Local Strategies of Conflict Management in Guinea-Bissau
Funding: Volkswagenstiftung
Cooperation partners: Instituto Nacional de Estudos e Pesquisa (INEP), National Study and Research Institute of Guinea-Bissau
Funding period: 2006-2013
Project lead: Prof. Dr. Georg Klute
Outline:
Over the last two decades, Africa has seen fundamental changes which have led, among other things, to the fragmentation of state structures and to increasingly more heterogeneous political settings. During the same period, non-state political actors appeared on the complex political stage. The emergence of these actors can be explained by the “weakness” or even the “absence” of the African State; but it may also indicate a particular vitality of social and political power on the local level. We do not yet know if these informal (non-state) polities are ephemeral, doomed to disappear as soon as the state regains power. Whatever the case, if they are to last they have to cope with the “violence problem”, as any kind of political order has.
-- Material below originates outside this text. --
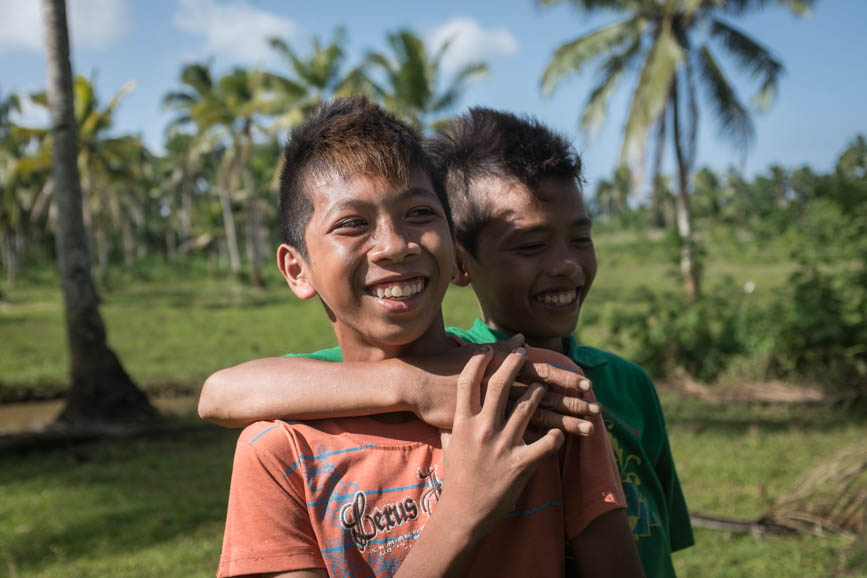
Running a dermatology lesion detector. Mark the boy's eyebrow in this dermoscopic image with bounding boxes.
[329,187,439,212]
[508,216,593,235]
[398,187,439,202]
Modes of conflict resolution must be developed, particularly in the case of violent conflicts, besides or parallel to conflict resolution modes by the state. As a matter of course, we put it that it is the ability to cope with the “violence problem” and to employ regular strategies of conflict resolution that decides about the future of those informal political orders besides the state. The project therefore aims at looking into local strategies of conflict resolution in Guinea-Bissau and their articulation with the respective legal systems of conflict resolution on a national and, possibly, international level. Furthermore, we seek to find out the conditions under which local strategies of conflict resolution could possibly be integrated into the national legal system on a constitutional basis.